ASSESSMENT OF THE APEX BEAT
Experienced practitioners can assess the character of the apex beat. A normal apex beat is short and sharp. Abnormal findings of the apex beat include: l Heaving - a sustained and forceful heave caused by an obstruction, for example aortic stenosis or systemic hypertension, to the flow of blood out of the heart;
- Thrusting - caused by volume overload;
- Tapping - felt in mitral stenosis;
- Diffuse - left ventricular failure and cardiomyopathy;
- Thrills - transmitted heart murmurs - similar to a purring cat (Longmore et al, 2007).
- Explain the procedure to the patient (NMC, 2004).
- Ensure the patient is in a supine position at an angle of 45 degs.
- While ensuring privacy and maintaining dignity, expose the patient’s chest.
- Ask the patient to breathe normally.
- Inspect the precordium for cardiac surgery-related scars. In a female patient, it may be necessary to lift up the left breast to allow full inspection of the precordium. Note any chest shape deformity and unusual pulsations.
- Locate and palpate the apex beat (Fig 2). This is usually the 5th/6th intercostal space mid-clavicular line. To locate, place the right hand with the fingers outstretched against the left side of the patient’s chest wall.
- If locating the apex beat is difficult, roll the patient into the left lateral position (Fig 3). Although this may make it easier to locate the apex beat, the lateral position will push the apex beat further outwards as the heart has a degree of mobility in the chest.

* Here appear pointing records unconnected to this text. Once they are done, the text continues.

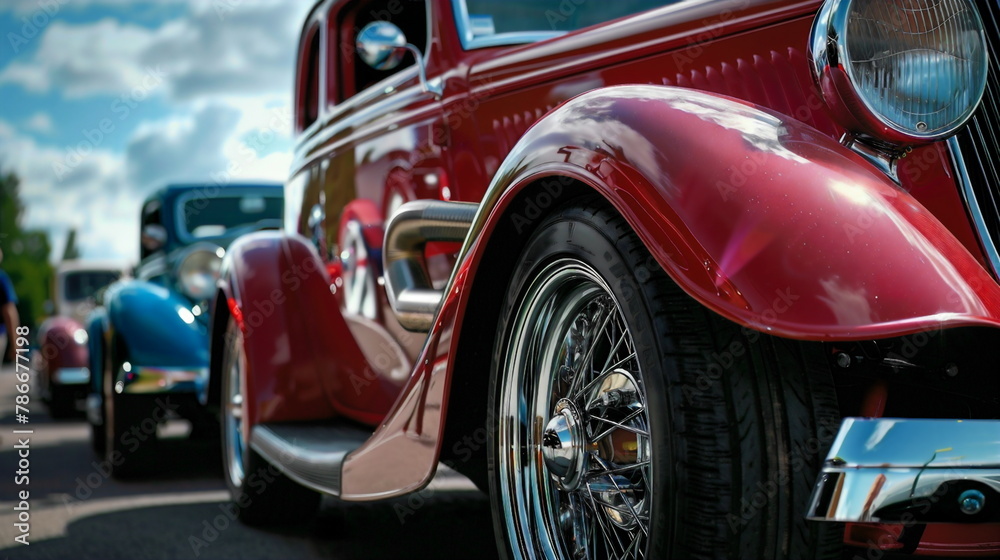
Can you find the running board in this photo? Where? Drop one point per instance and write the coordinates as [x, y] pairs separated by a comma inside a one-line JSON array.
[[310, 454]]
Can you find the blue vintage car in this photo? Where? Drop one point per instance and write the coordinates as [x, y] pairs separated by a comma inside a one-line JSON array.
[[149, 338]]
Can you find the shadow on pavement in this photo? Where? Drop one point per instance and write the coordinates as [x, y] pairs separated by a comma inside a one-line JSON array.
[[70, 470], [447, 525]]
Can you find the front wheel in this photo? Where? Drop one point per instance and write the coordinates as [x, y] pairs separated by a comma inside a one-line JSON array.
[[633, 423], [260, 492]]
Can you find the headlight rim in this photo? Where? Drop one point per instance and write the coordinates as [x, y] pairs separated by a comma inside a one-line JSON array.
[[831, 69], [201, 247]]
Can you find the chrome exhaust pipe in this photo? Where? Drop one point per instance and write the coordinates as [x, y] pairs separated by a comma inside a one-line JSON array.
[[899, 470], [412, 297]]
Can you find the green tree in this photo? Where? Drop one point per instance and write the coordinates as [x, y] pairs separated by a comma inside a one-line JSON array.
[[26, 254], [71, 251]]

- Using the tip of your finger, assess the character of the apex beat (Fig 4).
- If the apex beat is displaced, check that the trachea is central (Fig 5) - if the trachea is deviated, this indicates mediastinal shift.
- Palpate to the left of the sternum to ascertain whether the hand visibly lifts with each ventricular contraction. Place the heel of the right hand with the fingers pointing upwards over the precordium to the left of the sternum (Fig 6). In normal circumstances the movement related to respirations will be felt. If the hand is lifted with each ventricular contraction then this is referred to as a left parasternal heave, usually due to right ventricular hypertrophy or volume overload.
- Proceed to auscultation of the precordium (Scott and MacInnes, 2006). This process is described in next week’s article in this series.
This procedure should be undertaken only after approved training, supervised practice and competency assessment, and carried out in accordance with local policies and protocols.
This article has been double-blind peer-reviewed.